La Fed stampa 53 miliardi di dollari. 'Preparatevi per Bitcoin a 20.000$', afferma il CEO di BitMEX

Bitcoin (BTC) potrebbe presto impennare a 20.000$, in seguito alle misure di sicurezza adottate dalla Federal Reserve degli Stati Uniti.

La Fed ripete le azioni del 2008

Arthur Hayes, CEO del colosso dei prodotti derivati BitMEX, ha previsto che il nuovo allentamento quantitativo ridurrà ulteriormente la fiducia nel denaro tradizionale. L'uomo ha rilasciato questo commento su Twitter in seguito ad un'ulteriore riduzione dei tassi d'interesse su alcune tipologie di prestito da parte della Fed, introducendo oltre 53 miliardi di dollari nell'economia.

Si tratta del primo allentamento quantitativo introdotto dalla Fed sin dalla crisi finanziaria del 2008, l'evento che ha portato alla creazione di Bitcoin. Una nuova crisi finanziaria globale potrebbe far impennare il prezzo della criptovaluta: i mercati hanno più volte dimostrato che il valore di Bitcoin cresce in maniera esponenziale durante i periodi di incertezza politica ed economica.

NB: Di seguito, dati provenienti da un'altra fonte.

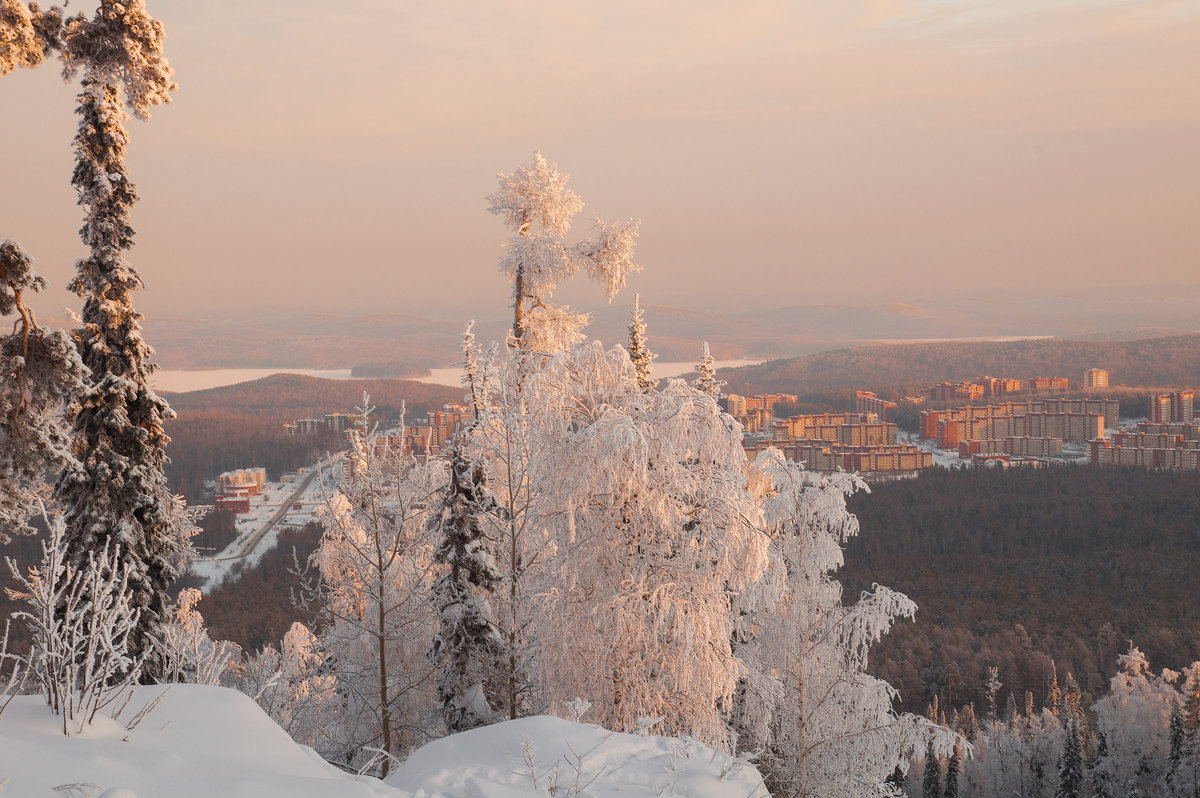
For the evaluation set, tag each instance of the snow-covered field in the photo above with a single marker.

Bitcoin tornerà a 20.000$?

Non soltanto la Fed, ma anche la Banca Centrale Europea pianifica di adottare simili politiche monetarie. Per tale motivo, secondo Hayes Bitcoin raggiungerà molto presto il proprio massimo storico di 20.000$.

Lo scorso mese, la società di ricerca Delphi Digital ha pubblicato un resoconto nel quale spiegava che nel panorama macroeconomico si sta pian piano formando una "tempesta perfetta" che avrà come conseguenza un notevole incremento del prezzo di Bitcoin. Sarà soprattutto l'adozione di politiche meno aggressive da parte delle banche centrali di tutto il mondo a far impennare il valore della criptovaluta:

"Il primo motivo, e forse il più importante, è che le politiche monetarie delle banche centrali globali stanno divenendo molto meno aggressive. La Fed, la BCE, la BOF, la PBOC e molte altre stanno preparando i mercati ad un ulteriore taglio dei tassi d'interesse, nel tentativo di far proseguire il più possibile l'attuale espansione economica."

Opinione condivisa anche da Henny Sender, inviato del Financial Times per la finanza internazionale, secondo il quale l'operato delle banche centrali sta pian piano trasformando Bitcoin da un semplice strumento speculativo ad un solido investimento con il quale difendere il proprio patrimonio dai rischi macroeconomici:

"Bitcoin possiede il potenziale di ottenere ottimi risultati nel corso dei normali cicli economici e delle crisi di liquidità, specialmente quelle legate alle svalutazioni valutarie. [...] Presenta caratteristiche da riserva di valore, in maniera simile ad asset reali come l'oro, nonché attributi riscontrabili nel denaro tradizionale come la scarsità immutabile."